I have no reason to understand why you picked niles, other then they are cheap. But they are a very poor choice. By your naive questions, you do not understand what you are getting into. I may be wrong, but I think it would be very difficult to keep twelve niles in a condition that would be worth measuring. Unless you have excellent housing(very very expensive). A better choice would be argus monitors, V.panoptes horni, They perform at high levels in the broadest range of husbandry. They also are much smaller. You fail to understand that a young adult nile would be five times the mass of a similiar argus, and many thousand times the mass of a similiar Ackie, V.acanthurus. The larger the mass, the more support they require. Again from the questions you ask, you do not understand what this support is or means. In reality, all these species have the same(about) range of metabolism.

The ability for you to be successful, would surely depend on your ability to maintain them successfully. With monitors, the smaller the better.

Finally one last thought. I find that science wants to quantify results, yet you were taught that only a small percentage survives, I believe its about time, science starts to study the ones that survive and not the ones that are food for other animals. Please quanify the results of successful individuals, as they are the meaningful ones.

I am not saying any of this to offend you. It surely should have been said by your professor.

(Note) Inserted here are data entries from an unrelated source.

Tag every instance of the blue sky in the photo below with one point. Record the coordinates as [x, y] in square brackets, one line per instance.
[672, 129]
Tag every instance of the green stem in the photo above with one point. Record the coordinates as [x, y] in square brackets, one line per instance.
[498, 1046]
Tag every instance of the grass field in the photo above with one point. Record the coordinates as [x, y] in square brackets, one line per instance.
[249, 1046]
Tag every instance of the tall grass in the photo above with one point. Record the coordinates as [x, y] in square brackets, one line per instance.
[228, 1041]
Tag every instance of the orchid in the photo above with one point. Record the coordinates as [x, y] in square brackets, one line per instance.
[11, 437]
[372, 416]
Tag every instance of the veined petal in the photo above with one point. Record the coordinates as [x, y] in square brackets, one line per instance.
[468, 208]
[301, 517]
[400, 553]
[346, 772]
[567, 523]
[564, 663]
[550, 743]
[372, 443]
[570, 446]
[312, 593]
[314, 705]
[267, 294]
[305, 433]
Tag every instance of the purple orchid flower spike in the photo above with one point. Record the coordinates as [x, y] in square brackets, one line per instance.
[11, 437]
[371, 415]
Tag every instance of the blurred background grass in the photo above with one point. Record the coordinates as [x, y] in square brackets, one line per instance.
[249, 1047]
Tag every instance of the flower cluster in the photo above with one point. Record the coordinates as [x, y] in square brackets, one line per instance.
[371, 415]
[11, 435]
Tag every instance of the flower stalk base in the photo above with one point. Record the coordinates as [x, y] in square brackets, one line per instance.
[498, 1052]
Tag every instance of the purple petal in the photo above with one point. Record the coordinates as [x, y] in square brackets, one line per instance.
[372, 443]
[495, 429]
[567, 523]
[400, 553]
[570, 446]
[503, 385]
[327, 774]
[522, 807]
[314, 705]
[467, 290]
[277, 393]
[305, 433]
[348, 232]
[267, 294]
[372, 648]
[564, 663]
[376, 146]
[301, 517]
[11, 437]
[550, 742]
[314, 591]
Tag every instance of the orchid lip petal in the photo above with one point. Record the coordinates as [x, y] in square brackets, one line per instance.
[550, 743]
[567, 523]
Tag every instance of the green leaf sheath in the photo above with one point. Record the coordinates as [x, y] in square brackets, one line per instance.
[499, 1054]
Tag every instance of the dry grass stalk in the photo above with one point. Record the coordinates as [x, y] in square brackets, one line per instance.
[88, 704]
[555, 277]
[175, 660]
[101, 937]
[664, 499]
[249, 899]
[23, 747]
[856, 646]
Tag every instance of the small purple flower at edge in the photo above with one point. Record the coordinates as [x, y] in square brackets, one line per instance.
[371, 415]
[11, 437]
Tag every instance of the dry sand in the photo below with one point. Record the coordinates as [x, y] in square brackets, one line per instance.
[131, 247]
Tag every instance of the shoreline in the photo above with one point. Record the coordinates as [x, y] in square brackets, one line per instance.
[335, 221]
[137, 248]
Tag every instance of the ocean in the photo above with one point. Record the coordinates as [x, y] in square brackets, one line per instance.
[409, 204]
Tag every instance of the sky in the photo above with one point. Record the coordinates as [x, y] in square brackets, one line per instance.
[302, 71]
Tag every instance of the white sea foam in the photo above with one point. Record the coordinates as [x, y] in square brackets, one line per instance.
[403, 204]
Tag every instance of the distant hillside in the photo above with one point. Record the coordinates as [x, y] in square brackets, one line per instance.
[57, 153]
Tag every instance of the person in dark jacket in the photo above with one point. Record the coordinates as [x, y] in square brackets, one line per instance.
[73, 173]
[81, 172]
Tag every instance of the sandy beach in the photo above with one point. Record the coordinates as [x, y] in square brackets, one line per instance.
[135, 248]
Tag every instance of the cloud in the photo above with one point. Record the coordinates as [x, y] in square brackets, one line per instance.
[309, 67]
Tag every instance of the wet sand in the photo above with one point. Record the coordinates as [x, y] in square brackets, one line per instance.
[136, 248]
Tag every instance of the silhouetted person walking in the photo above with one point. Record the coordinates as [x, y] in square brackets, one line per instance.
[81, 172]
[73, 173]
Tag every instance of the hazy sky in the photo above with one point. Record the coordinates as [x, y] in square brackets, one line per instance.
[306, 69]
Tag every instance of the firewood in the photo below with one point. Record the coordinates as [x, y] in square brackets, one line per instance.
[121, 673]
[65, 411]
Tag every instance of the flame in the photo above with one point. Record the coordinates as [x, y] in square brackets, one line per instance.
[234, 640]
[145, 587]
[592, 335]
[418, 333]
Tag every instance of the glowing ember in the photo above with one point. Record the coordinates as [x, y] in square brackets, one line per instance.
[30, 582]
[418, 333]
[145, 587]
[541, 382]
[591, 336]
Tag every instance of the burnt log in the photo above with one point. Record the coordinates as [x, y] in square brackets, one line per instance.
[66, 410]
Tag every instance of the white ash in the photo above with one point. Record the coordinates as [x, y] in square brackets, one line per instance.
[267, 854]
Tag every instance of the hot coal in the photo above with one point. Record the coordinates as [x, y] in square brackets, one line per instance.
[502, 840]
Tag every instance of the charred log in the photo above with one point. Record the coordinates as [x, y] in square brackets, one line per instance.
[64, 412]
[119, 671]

If you do not understand what I am saying then your results will only be good for toilet paper. Good luck F
Image

FR Aug 21, 2003 01:20 PM

Contack Danniel Bennett. He is the author of many books and papers. Hes also a field biologist.

We were entertaining just such a study, after he was here and realized that subjust was sorely misunderstood.

He is also giving a talk at the IHS meetings in Houston, I believe, the weekend of Sept 19 or so. You may attend and make a visit then. OH yea, hes from the UK.